What do the lowered TSH values ​​mean?

  • Diseases of the thyroid gland: primary hyperthyroidism (diffuse toxic goiter, toxic multinodular goiter, toxic adenoma, autonomously functioning thyroid nodes), subclinical hyperthyroidism, etc.
  • Itsenko-Cushing’s syndrome, which occurs when the adrenal cortex increases secretion of the hormone cortisol, is also accompanied by a decrease in TSH levels.
  • Extensive brain injury.
  • Stroke in the hypothalamic-pituitary region.

A decrease in TSH concentration below the reference values ​​does not necessarily indicate a disease. The level of TSH in the blood decreases during pregnancy and during stress or hunger.

A decrease in TSH in the blood can provoke the intake of certain medications. These include corticosteroids, dopamine, thyroxine, triiodothyronine, amiodarone, cytostatics, beta-adrenomimetics (dobutamine, dopexamine), somatostatin, octreotide, nifedipine, drugs for the treatment of hyperprolactinemia (methergoline, peribedil, bromocriptine drugs) ).

Additional examinations

As a rule, the TSH test is complemented by a study of the level of triiodothyronine and thyroxine (T3 and T4), which are produced by the thyroid gland, and their level allows you to more accurately identify the cause of the disease.

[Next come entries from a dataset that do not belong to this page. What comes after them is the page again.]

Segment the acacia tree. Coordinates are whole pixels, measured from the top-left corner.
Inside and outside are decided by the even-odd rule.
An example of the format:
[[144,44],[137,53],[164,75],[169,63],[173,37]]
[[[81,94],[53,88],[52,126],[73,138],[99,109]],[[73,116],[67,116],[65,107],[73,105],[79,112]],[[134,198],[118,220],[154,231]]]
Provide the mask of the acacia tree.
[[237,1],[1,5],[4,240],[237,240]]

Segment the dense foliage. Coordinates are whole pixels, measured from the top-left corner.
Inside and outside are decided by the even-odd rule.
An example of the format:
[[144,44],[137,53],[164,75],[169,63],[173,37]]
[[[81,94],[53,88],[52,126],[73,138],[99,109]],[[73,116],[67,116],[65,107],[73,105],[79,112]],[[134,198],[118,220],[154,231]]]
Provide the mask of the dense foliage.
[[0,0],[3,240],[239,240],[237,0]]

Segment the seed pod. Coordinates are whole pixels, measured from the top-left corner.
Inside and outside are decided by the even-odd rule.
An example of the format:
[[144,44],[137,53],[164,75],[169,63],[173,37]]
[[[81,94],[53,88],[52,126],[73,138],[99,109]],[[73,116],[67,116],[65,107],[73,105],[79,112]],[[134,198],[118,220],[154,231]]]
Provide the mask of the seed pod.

If the indicator deviates from the norm, the following studies are additionally carried out:

  • total triiodothyronine (T3 total, Total Triiodthyronine, TT3);
  • free triiodothyronine (free T3, FreeTriiodthyronine, FT3);
  • total thyroxine (total T4, total tetraiodothyronine, Total Thyroxine, TT4);
  • free thyroxine (free T4, FreeThyroxine, FT4);
  • antibodies to thyroglobulin (AT-TG, anti-thyroglobulinautoantibodies);
  • antibodies to thyroid peroxidase (AT-TPO, microsomal antibodies, anti-thyroid);
  • AT to rTTG (antibodies to TSH receptors, TSH receptorautoantibodies).